Squeaking in right under the wire, mrpeenee manages to crank out one last post in 2020, and a time related to boot. 2020, while unarguably a craptastic year, was also the 40th anniversary of my landing in New Orleans to start a really beloved spree there. I can see how lucky I am that I cannot pick one single Happiest Time in My Life, and the idea that my New Orleans life is not a hands down winner is amazing, but that’s what you get when you also have an existence in San Francisco with R Man competing against it. The burdens of a happy life.

And my time there was giddily happy. I was young, homosex was kind of hip and certainly widely available, the food was so incredible, I made wonderful friends (all of whom are dead now. Alas,) I met the love of my life, and the vivid nature of New Orleans, so bawdy and loud and colorful and above all else, happy, embraced me and I embraced it right back.
The old girl (New Orleans, not me) is full of quirks, especially in regards to traditions, and there wasn’t one I turned up my nose at. Voodoo, parades and how to navigate them, MARDI GRAS, poboy sammiches, a drag queen named Blanche whom I learned not to cross, the list goes on. I remember looking around my first French Quarter apartment and marveling at the massive cast iron hooks that latched the shutters close. When the house was built in the 1840s, the pirates those hooks had originally been designed to foil had pretty much gone the way of legend, but New Orleans does not forget easily and those hooks could come in handy. “I’m living in an antique,” I thought, but then learned to appreciate the hardware when I discovered tourists would do just about anything to peek in at my humble flat.
Yeah, it wasn’t all laughs.
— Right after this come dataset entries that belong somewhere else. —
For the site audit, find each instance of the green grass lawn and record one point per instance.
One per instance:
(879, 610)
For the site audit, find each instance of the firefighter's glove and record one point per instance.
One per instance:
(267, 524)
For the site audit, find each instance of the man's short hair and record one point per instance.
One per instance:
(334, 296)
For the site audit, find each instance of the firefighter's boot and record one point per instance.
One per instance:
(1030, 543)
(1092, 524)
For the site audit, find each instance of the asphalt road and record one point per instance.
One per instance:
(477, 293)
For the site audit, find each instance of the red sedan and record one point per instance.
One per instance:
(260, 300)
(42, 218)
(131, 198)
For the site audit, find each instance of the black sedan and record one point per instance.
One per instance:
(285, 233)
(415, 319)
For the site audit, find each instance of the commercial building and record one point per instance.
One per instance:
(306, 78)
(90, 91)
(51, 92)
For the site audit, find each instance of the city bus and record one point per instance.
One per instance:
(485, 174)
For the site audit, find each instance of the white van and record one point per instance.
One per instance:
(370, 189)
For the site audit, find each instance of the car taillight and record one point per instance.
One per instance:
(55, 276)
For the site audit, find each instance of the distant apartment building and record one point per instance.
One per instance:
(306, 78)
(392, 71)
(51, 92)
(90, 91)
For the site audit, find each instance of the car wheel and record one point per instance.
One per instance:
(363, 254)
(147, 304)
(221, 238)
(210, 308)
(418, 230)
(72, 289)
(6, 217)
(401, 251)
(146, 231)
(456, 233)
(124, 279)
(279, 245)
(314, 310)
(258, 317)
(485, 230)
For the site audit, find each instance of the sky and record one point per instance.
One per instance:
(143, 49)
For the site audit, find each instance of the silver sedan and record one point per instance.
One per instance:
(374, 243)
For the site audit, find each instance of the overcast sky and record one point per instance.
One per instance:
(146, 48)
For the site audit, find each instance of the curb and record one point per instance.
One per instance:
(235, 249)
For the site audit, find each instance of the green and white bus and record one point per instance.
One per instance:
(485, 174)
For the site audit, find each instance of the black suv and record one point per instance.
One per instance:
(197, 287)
I was poor as a poor rat and there was that darn old AIDS, I didn’t care. I’m sure at 25 everyone is just forming their personalities and I was just lucky that I was able to develop mine under the tutelage of such exuberant old whore. New Orleans made me the slightly dented man I am today and I’ll always be glad of it.
Let the good times roll.

Dreamy, with glasses no less.

It was wonderful to find myself somewhere that the importance of naps was understood.

Oh, to be young and hedonistic once again.

Tall, dark, handsome strangers in deserted back rooms were an important part of those times.